Main Topics
My research primarily involves looking into machine learning and intelligence based systems. This ranges from proposing possible methods for improving a solution to optimizing existing systems. Priumarily, my interests lie in improving renewable energies and food-based systems for a better future. I believe machine learning and data analysis can be utilized to its fullest potential to benefit not only people, but the planet itself. We must respect our planet to ensure healthier crops and better general weather.
Automated Detection of Harmful Substances in Crops
For a computing topics research team, I performed group-based survey research on food safety found in
the food supply chain. As this is a topic that has little research focusing on the whole
supply chain and how it relates, my team wished to fill in gaps and find relations while proposing
solutions to improve safety. This is important as with globalization increasing and networks becoming
more interconnected, the importance of keeping food safe and minimizing the spread of disease is
highlighted. My main research task was focusing on the beginning of the supply chain, agriculture.
Considering agriculture, it can be broken into both crops and livestock. For crops, the three main
areas of concern are soil, water, and the crops themselves. I proposed a methodology of utilizing
soil and water sensors alongside cameras to directly monitor farms for harmful substances such as:
foodborne pathogens, pesticides, and toxins.
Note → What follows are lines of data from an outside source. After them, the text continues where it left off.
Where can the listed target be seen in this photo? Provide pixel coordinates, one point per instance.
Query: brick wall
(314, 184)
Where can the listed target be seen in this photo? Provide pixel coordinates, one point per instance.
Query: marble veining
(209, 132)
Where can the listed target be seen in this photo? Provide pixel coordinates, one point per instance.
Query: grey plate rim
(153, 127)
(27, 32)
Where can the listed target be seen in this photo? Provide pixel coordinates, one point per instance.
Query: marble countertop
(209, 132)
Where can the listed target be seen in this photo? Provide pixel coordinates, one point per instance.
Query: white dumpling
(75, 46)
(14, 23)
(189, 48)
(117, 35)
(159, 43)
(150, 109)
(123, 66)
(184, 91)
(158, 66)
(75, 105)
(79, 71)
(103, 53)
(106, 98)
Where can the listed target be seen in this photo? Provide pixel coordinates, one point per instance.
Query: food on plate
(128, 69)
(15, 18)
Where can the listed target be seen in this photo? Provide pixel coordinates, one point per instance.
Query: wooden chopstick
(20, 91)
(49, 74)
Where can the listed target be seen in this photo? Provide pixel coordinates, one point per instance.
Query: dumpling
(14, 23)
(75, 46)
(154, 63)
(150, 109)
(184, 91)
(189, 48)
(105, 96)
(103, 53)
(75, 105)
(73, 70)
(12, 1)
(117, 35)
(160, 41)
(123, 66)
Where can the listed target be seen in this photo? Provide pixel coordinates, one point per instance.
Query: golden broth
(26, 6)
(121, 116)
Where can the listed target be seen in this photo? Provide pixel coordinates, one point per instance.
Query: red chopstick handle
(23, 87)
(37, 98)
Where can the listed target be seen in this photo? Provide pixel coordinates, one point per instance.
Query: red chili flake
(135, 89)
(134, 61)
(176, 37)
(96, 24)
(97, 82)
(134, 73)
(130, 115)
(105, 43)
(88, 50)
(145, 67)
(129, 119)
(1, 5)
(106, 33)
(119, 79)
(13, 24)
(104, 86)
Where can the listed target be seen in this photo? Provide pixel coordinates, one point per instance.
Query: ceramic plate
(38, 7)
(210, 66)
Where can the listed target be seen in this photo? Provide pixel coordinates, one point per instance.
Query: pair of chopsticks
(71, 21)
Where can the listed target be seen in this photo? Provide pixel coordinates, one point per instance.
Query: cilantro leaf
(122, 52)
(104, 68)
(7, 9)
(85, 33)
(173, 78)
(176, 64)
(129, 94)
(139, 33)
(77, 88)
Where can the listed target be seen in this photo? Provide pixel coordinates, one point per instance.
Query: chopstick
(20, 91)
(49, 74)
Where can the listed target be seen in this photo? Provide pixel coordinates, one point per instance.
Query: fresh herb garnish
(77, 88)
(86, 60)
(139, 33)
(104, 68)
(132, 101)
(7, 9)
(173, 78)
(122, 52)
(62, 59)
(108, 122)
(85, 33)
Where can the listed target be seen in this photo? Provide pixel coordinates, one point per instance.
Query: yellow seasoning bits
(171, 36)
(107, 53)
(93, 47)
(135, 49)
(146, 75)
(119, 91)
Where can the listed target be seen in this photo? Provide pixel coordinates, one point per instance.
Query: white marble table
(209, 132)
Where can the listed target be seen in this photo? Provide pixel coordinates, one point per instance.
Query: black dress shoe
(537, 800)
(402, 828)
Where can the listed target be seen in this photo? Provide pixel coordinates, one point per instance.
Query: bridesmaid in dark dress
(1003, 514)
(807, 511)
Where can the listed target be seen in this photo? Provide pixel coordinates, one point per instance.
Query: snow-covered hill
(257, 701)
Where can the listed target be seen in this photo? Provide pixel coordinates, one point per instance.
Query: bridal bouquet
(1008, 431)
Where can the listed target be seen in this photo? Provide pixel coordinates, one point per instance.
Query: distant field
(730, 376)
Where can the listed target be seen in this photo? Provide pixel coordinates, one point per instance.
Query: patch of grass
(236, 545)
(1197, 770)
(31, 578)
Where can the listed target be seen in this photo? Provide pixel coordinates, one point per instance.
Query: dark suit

The concept is training machine learning models based on
different
regional data in combination with ensemble-based stacking to improve generalization and standardization
for a model. If these models can be trained on different regional data and pick up on the nuances of
different farms,
it will help with the detection of these harmful substances. At the same time, detection for soil,
water, and crop based substances will be independent from one another, allowing for a more
flexible implementation.

Placing Top Place in Kaggle Competition over WISDM Accelerometer Data

In a Machine Learning course, I ended up ranking within the top two positions for the final Kaggle
assessment. For the
target data, there were both raw accelerometer readings and features extracted from these readings. The
goal was to take
the target data and produce a prediction over whether it is signifying walking, jogging, moving up and
down stairs, standing, or sitting. Two predictions were allowed for the scenario, and it was recommended
that there is one
traditional machine learning approach and one deep learning approach. I took both sets of data and
properly cleaned, imputed, and normalized the sets.
For the feature-based readings, I ran the data through several tests with several iterations each.
Random search was utilized
to find the best performing parameters. After running the data through RFC, SVM, GNB, and XG Boost, I
found that XG Boost performed
the best while RFC was shortly following. This assumption lead to the best results obtaining the top
score.
For the raw signal data, a 1D CNN model was trained utilized due to it's proficiency in taking time
sequence data.
I wrote a system that would train and run the model through different sets of shuffled training and
testing data, compiling the average
results of each to compare the results for hyperparameter tuning. For the provided dataset, the model
tended to result in high scores but
seemed to result in around 65% accuracy for the kaggle dataset. I was unable to make a model to push
pass this point, although, after the deadline and
final kaggle data was integrated, the model still performed around this accuracy while the traditional
models all dropped across the board for all participants.
This showed me that while it did not result in the highest score, it performed with the highest
consistency.
Optimizing the Placement of Components in Hybrid Wind-Solar Farms
My first research-based assignment, the topic was as broad as focus on an optimization problem. As my interests lie in sustainability and the environment, I looked into different systems for improving renewable energies. This lead me to renewable hybrid wind-solar farms which can have a variety of configurations. The main idea is to increase energy production while reducing costs. This involves where to place hybrid and solar wind components based on the geography and weather of the region. There is an installation fee as well as maintenance fee involved with each. The methodology I looked into involves using particle swarm optimization algorithms, genetic algorithms, and cuckoo search algorithms. I found that the cuckoo search algorithm performed the best and was the most robust in approach. To further look into the problem, using dynamic yet robust algorithms and include more regional based data could see improvements. It is a challenging concept as each region has different amounts of wind and sunlight.